At least that’s what all the marketing experts thought.
Investors wiped $13.4 billion off Philip Morris shares, because they owned the most profitable brand in the world.
And they wiped billions off the owners of the other valuable brands: Proctor & Gamble, Coca-Cola, PepsiCo, H.J.Heinz, RJR Nabisco, Quaker Oats, and many more.
So why did the experts suddenly decide "the brand" was dead?
It started with Marlboro cigarettes.
Marlboro had 24.3 per cent of the American cigarette market.
They sold as much as the next five brands combined.
But this had fallen to 22.2 per cent because of cheaper cigarettes.
Marlboro were selling at around $2.20 a pack, but cheaper cigarettes were selling for half that.
Previously, Marlboro decided they could charge a premium for "brand".
Now, they decided all consumers cared about was price.
So Marlboro cut 20 per cent (40 cents a pack) off their cigarettes.
It was called "Marlboro Friday".
Marketing experts saw it as proof "the brand" was dead, you couldn’t charge a premium for brands anymore.
And investors began dumping shares in big brands.
But the marketing experts had been concentrating on the wrong thing.

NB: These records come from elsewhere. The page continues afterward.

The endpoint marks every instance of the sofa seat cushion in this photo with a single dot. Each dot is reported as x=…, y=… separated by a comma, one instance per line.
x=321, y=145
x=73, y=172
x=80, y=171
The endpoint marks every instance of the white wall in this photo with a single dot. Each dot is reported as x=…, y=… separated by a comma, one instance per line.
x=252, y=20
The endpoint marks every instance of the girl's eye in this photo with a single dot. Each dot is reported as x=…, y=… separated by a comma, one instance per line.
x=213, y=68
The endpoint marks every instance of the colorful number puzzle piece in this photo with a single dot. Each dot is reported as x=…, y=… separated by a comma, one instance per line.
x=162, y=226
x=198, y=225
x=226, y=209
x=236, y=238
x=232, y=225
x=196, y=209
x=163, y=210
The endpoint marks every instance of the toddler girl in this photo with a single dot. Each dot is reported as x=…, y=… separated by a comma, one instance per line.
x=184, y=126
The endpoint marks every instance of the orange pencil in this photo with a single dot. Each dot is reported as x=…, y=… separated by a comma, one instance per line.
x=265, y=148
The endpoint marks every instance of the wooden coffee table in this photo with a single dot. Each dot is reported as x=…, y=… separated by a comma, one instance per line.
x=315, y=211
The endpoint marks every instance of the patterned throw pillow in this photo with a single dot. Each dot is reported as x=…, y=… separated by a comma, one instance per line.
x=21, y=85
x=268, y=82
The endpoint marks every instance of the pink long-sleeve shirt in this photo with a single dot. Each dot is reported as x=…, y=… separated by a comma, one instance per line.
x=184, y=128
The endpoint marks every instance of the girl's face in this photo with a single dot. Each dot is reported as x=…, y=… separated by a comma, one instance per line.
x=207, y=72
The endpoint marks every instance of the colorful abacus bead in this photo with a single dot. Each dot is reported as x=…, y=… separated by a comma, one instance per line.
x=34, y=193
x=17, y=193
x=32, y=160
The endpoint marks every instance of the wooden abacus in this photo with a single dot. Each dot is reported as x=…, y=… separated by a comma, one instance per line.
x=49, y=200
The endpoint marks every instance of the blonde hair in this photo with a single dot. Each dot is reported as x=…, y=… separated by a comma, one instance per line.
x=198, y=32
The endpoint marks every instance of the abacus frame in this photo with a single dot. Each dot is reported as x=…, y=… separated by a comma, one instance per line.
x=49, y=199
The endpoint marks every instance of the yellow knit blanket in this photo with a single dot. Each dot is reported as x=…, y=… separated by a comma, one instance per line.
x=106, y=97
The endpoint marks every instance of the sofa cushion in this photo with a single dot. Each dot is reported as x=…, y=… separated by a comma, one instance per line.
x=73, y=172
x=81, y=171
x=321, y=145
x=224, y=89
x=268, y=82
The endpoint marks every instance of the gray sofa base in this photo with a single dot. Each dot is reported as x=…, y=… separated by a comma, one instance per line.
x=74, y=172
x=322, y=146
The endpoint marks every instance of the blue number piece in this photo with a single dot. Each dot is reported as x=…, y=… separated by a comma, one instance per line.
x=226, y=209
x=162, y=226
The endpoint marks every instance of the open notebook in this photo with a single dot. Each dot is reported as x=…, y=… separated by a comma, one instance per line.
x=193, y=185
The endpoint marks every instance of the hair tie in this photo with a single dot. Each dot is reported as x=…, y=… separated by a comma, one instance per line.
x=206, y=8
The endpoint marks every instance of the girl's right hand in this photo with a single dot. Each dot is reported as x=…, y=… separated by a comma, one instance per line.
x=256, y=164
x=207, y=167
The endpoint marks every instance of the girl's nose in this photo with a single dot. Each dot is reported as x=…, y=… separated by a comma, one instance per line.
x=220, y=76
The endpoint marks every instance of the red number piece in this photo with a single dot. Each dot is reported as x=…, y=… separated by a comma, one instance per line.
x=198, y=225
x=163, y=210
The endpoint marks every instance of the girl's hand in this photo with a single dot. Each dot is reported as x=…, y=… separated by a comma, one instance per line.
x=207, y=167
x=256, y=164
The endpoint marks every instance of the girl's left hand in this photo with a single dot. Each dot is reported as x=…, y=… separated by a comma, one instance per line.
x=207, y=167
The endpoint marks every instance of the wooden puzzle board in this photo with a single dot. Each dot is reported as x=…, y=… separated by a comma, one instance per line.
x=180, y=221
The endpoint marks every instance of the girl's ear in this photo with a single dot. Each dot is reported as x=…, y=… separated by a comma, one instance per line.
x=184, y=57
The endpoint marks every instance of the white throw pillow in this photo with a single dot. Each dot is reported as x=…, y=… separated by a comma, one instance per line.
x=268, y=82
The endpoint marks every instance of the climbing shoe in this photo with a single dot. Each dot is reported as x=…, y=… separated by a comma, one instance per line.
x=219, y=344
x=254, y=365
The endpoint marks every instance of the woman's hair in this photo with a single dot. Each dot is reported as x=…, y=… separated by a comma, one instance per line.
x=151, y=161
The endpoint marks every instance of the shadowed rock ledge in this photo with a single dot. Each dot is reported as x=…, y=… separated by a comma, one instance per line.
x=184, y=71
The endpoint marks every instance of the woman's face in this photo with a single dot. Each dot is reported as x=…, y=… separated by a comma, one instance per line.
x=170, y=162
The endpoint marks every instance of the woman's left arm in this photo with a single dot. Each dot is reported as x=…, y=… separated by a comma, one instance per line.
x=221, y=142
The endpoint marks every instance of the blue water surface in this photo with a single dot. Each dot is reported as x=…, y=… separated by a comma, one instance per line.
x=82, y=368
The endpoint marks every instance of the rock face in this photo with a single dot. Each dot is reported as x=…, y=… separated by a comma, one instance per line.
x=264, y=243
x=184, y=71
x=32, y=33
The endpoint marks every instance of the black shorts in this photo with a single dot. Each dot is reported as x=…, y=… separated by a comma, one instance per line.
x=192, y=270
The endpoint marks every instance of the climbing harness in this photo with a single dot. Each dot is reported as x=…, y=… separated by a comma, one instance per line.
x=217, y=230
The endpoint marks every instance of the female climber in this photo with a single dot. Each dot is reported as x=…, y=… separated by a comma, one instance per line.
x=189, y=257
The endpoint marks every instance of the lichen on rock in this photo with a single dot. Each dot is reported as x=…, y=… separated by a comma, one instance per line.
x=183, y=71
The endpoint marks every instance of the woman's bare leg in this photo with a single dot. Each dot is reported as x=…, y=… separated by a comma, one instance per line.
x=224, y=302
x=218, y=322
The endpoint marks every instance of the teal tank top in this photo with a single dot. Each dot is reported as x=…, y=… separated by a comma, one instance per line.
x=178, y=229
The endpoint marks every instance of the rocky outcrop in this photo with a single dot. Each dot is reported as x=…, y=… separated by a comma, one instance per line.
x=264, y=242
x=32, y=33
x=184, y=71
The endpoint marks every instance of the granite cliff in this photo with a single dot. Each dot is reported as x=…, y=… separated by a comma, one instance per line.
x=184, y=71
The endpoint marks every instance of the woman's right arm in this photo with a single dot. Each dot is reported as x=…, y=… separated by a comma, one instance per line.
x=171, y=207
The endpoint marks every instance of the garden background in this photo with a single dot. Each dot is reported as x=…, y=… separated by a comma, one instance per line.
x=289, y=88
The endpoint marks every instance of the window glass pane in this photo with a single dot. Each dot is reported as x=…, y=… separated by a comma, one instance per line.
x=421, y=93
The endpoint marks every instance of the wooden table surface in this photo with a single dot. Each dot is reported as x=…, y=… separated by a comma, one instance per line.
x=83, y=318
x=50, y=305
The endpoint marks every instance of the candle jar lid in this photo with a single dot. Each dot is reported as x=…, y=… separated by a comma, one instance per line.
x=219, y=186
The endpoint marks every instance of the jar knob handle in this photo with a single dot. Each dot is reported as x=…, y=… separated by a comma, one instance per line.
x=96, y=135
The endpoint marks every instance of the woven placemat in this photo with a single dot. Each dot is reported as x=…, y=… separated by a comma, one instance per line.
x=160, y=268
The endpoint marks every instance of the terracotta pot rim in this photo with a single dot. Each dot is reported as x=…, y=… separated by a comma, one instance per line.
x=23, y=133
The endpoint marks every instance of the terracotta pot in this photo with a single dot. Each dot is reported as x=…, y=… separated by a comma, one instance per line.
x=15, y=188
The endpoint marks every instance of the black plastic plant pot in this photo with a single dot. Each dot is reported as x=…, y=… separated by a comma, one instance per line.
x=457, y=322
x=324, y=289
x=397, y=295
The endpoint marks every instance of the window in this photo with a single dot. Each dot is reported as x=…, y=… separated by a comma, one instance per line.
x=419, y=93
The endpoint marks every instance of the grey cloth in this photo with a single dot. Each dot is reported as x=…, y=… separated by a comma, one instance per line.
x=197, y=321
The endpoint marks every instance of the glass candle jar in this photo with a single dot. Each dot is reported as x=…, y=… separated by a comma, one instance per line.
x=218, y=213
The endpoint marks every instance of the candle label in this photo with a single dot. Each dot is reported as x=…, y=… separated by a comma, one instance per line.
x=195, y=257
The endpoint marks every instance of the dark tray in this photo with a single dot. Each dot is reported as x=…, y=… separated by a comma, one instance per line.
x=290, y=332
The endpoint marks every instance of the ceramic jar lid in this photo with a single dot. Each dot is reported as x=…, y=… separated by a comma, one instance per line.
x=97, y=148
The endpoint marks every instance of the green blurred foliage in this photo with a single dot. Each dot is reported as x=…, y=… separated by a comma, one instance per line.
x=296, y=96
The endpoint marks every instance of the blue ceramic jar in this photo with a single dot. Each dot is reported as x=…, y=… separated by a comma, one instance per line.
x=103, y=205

They hadn’t spotted the real problem.
Marlboro had always kept profits high by encouraging stockists to over-order.
To take more cigarettes than they actually needed.
But how do you get stockists to do that?
The best way was to keep putting the price up.
If stockists buy them now, before the price goes up, they can sell them at the new higher price later.
So that’s what Marlboro did.
They knew people would always pay a premium for a brand.
They kept putting the price up, sometimes 10 per cent a year.
Sales kept going up, profits kept going up.
You’d think experts would spot this couldn’t go on forever.
But they didn’t spot it.
And eventually, Marlboro got to be too expensive for some consumers.
So they switched to cheaper cigarettes.
Marlboro decided "the brand" was dead and announced they were cutting prices.
And guess what?
What the marketing experts hadn’t spotted happened.
The stockists stopped over-ordering cigarettes.
Because cigarettes would actually be cheaper next year.
In fact they stopped ordering any more stock at all while they sold all the stock they’d built up.
It’s estimated that alone cost Marlboro nearly a billion dollars.
The problem wasn’t that the brand was dead.
Because the brand is never the only answer.
The brand is always just one of several possible answers.
By ignoring everything except the brand the experts got themselves in trouble.
Then, by ignoring everything except the brand again, the experts got themselves in worse trouble.
But surely these were "marketing experts".
Isn’t pricing and distribution part of what a marketing expert does?
Ensuring the pricing and distribution of the product is right?